Look at him there, wistful. Craning out of the window, pining for her (no pun this: he’s a Chinese elm). Hard not to remark on the cruelty: she is always just out of reach, but bedecks herself in pretty cherry finery, dropping petals he’ll never reach. I just want him to focus on studying (he lives in a study, after all) and grow to be healthy and happy.
But as the Ambassador once said to the Foreign Office minister, we all get like that every now and then, especially in spring. Who can fail to be beguiled by her – spring - even when she teases us for weeks on end? We’ve had St. Brigid’s Day; we’ve had pagan Imbolc. St. Valentine has been and gone, missing by a day the Buddha’s departure Nirvanawards. But still, really, no spring; not yet the little shafts of light that fall from Heaven.
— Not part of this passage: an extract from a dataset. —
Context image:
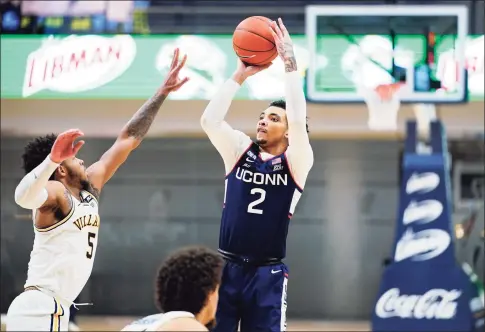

Candlemas is the one I feel the most. I cannot help but identify in dim, dark February with the existential fatigue of St. Simeon who (a) messed up a translation (been there – regular readers will recall me telling my Japanese teacher not to ask about my cucumber); (b) was punished for a professional cock-up (there but for the Grace of God go I); and (c) by the end was just shattered, knackered, over it (cf. February – at least he was suffering it on the Med): now lettest thou thy servant depart in peace according to thy word.

Simeon was one of the translators, in the Third Century BC, charged by Ptolemy II with translating the Torah into Greek to add to Alexandria’s Great Library. He disagreed with the other translators about the use of the word parthenos (assumed for the purposes of this myth to mean virgin) in the prophecy of Isaiah: no virgin could bear a son…? Chastised for that error he was, in essence, cursed by an angel to wait around three hundred-odd years to see the prophecy he had doubted come to pass. Good thing he was hanging around the temple on just the day Mary came to present her son on the fortieth day after his birth (not sure where the flight into Egypt fits in to all of this). Scripture does not record how he knew she was a virgin.
Waiting 360 years for the advent of spring in the year 1 AD is, I grant, more punishing than having to hold out from having lights on trees to having blossoms on them, even if the interval feels not far short of three-and-a-half centuries. We’ve got prosperous clumps of yellow, white and purple round the trunks of our still bare trees in London now, veritable Pride Parades of snowdrops and crocuses. But give us what we want, the bees and me: nebulae of cherries and apples, plums and the rest, blossoming promiscuously down all the streets and avenues when I close my front door and head for work. Lettest thou thy servant depart according to thy word and I promise there’ll be no more translation errors: Japanese, Greek or otherwise.